One-shot Imitation in a Non-Stationary Environment via Multi-Modal Skill
Sangwoo Shin, Daehee Lee, Minjong Yoo, Woo Kyung Kim, Honguk Woo

TL;DR
This paper introduces a skill-based imitation learning framework that enables one-shot imitation and zero-shot adaptation of complex tasks in non-stationary environments by inferring semantic skill sequences from a single demonstration.
Contribution
It presents a novel approach combining vision-language models and meta-learning for zero-shot skill adaptation in complex, dynamic tasks, addressing high domain diversity.
Findings
Outperforms baselines in complex multi-stage tasks
Demonstrates robust generalization to environmental dynamics changes
Extends to various demonstration modalities
Abstract
One-shot imitation is to learn a new task from a single demonstration, yet it is a challenging problem to adopt it for complex tasks with the high domain diversity inherent in a non-stationary environment.

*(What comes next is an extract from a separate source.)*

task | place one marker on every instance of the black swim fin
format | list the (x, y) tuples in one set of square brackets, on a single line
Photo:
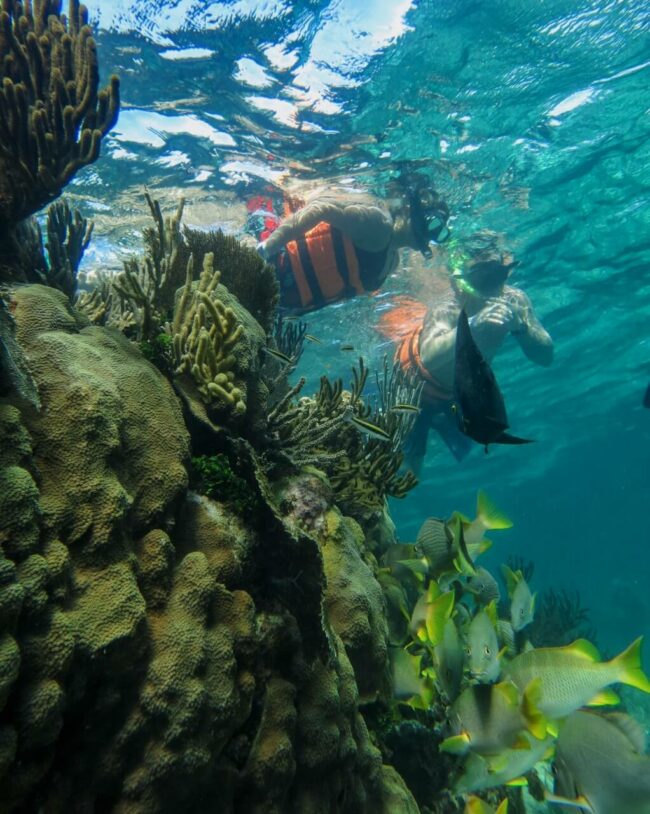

To tackle the problem, we explore the compositionality of complex tasks, and present a novel skill-based imitation learning framework enabling one-shot imitation and zero-shot adaptation; from a single demonstration for a complex unseen task, a semantic skill sequence is inferred and then each skill in the sequence is converted into an action sequence optimized for environmental hidden dynamics that can vary over time. Specifically, we leverage a vision-language model to learn a semantic skill set from offline video datasets, where each skill is represented on the vision-language embedding space, and adapt meta-learning with dynamics inference to enable zero-shot skill adaptation. We…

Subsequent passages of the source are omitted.